Jesse Jenkins (510-550-8930 x465 or 503-333-1737)
Teryn Norris (510-550-8930 x464 or 510-593-3716)

A group of over 100 universities, professional associations, and student groups joined the Breakthrough Institute yesterday in submitting a letter urging the U.S. Senate to fully support the Obama administration’s national energy education initiative. The initiative, named “RE-ENERGYSE” (REgaining our ENERGY Science and Engineering Edge), would produce thousands of highly-skilled U.S. energy workers and develop new energy education programs at American universities and K-12 schools.

The Senate is poised to reject the proposal in its FY2010 Energy and Water Development Appropriations bill by cutting the RE-ENERGYSE program’s funding to $0 from the $115 million requested in President Obama’s FY2010 budget. Mr. Obama announced the initiative in a speech to the National Academy of Sciences in April, stating, “The nation that leads the world in 21st century clean energy will be the nation that leads in the 21st century global economy… [RE-ENERGYSE] will prepare a generation of Americans to meet this generational challenge.”

According to the Department of Energy, the program would develop between 5,000 and 8,500 highly educated scientists, engineers, and other professionals to enter the clean energy field by 2015, which would rise to 10,000 -17,000 professionals by 2020. The Technical Training and K-12 Education subprogram would create between 200 to 300 community college and other training programs to prepare thousands of technically skilled workers for clean energy jobs.

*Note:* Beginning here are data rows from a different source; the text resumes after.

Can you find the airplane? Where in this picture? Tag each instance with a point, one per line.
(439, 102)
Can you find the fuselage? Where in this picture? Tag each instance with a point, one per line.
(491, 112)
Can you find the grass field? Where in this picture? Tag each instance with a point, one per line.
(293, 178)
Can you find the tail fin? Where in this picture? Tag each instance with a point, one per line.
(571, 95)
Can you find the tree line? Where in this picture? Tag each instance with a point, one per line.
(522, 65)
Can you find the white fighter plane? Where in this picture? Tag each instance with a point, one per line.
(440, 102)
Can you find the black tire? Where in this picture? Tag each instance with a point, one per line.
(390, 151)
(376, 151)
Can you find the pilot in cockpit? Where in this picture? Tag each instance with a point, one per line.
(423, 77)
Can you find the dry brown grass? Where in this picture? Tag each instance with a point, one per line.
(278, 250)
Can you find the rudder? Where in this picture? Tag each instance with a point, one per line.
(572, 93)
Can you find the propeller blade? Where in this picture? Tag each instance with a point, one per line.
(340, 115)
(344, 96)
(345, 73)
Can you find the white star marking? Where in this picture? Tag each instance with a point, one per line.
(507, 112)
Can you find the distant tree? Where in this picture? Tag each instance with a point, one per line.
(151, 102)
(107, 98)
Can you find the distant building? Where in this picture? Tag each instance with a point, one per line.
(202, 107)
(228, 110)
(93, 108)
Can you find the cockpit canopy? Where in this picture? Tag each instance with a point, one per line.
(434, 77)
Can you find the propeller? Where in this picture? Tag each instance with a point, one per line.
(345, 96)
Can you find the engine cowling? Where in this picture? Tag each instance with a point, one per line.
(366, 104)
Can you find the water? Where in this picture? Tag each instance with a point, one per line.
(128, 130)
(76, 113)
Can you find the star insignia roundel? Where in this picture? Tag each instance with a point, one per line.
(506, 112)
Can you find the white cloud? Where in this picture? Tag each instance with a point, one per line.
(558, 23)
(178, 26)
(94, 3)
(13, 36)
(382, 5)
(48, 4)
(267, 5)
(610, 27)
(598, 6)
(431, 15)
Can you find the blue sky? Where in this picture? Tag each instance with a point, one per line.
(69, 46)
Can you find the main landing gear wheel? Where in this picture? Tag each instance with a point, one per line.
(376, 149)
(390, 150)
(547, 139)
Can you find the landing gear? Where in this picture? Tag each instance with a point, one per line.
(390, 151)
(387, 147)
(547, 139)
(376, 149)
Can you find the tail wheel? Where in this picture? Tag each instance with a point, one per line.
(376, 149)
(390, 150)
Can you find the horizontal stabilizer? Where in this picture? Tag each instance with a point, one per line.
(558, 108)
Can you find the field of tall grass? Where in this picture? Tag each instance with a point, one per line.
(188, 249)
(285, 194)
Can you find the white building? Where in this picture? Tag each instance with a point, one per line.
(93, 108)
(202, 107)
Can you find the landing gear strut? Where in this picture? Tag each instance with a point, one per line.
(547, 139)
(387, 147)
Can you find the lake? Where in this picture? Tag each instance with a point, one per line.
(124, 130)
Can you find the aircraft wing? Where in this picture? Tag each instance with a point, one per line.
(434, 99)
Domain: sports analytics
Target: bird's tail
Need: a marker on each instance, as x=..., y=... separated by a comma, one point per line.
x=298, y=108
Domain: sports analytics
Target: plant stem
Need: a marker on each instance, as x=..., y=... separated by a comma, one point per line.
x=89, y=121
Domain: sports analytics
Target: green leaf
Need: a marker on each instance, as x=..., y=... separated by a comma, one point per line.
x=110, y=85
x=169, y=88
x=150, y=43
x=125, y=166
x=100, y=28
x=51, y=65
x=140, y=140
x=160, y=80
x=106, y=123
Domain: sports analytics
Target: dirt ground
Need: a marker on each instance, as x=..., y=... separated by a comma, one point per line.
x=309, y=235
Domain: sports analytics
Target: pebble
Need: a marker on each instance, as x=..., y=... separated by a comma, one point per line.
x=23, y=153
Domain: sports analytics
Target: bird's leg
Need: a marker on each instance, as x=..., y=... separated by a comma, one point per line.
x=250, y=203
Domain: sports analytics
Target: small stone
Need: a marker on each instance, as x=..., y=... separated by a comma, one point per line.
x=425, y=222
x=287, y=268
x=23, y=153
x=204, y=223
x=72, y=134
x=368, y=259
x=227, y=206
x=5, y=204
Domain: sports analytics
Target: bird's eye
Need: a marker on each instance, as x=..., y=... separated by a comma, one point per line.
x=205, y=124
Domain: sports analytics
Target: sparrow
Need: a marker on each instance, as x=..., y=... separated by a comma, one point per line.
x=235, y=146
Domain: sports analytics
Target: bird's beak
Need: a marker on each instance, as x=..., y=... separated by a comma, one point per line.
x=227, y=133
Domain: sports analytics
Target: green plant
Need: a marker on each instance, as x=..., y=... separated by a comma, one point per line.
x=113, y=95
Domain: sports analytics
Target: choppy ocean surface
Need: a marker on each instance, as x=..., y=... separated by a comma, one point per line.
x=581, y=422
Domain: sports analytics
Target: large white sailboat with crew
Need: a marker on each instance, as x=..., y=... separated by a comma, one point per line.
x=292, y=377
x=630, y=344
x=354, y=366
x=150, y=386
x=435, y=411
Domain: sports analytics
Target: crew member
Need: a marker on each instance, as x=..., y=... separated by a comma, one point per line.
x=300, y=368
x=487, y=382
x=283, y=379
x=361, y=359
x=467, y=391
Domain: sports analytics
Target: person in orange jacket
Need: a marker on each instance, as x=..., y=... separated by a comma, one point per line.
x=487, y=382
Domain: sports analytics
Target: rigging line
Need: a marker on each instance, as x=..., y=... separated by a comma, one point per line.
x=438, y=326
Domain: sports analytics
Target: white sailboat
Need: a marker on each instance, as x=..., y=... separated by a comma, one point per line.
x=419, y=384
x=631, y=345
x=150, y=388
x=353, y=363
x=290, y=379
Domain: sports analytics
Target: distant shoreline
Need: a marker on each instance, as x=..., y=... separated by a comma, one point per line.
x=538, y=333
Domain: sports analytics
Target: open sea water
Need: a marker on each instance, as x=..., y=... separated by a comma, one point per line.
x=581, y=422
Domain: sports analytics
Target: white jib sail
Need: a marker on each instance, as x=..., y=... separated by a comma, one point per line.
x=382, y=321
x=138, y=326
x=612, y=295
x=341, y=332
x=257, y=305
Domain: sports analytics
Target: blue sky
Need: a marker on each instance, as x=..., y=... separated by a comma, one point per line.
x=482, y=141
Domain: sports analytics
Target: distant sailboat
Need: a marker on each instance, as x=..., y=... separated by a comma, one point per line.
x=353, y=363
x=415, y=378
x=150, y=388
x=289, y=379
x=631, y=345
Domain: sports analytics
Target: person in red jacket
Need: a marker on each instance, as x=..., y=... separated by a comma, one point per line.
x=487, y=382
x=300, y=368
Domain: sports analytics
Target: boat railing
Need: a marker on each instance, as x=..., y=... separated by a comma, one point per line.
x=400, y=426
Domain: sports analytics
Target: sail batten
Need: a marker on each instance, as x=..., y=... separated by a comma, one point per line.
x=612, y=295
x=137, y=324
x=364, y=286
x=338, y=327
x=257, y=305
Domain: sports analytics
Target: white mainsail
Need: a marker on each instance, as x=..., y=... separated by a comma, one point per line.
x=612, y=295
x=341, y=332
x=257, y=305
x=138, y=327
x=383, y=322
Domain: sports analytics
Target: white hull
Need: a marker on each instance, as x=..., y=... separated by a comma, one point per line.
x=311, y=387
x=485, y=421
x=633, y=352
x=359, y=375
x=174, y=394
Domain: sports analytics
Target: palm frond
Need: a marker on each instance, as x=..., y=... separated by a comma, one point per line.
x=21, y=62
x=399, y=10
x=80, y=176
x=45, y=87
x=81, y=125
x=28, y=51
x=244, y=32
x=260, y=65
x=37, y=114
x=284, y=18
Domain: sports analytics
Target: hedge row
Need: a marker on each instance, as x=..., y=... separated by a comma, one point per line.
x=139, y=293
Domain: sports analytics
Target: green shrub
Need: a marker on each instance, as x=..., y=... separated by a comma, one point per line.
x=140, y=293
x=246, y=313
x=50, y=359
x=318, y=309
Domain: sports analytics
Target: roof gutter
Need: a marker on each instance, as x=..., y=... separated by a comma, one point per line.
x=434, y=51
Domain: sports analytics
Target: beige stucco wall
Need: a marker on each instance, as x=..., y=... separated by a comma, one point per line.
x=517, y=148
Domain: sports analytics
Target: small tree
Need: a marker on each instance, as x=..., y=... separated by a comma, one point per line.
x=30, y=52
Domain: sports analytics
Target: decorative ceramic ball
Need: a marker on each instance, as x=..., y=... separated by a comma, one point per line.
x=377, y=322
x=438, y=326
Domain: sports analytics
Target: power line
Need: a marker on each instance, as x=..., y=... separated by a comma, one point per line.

The letter, which was distributed to every Senate office on Tuesday, urged lawmakers to fund RE-ENERGYSE at the full $115 million request. “America is in danger of losing its global competitiveness and the [global] clean energy race without substantial new investments in STEM education,” wrote the signatories, which included 53 colleges and universities and dozens of student and youth groups. “RE-ENERGYSE… will train America’s future energy workforce, accelerate our transition to a prosperous clean energy economy, and ensure that we lead the world’s burgeoning clean technology industries.”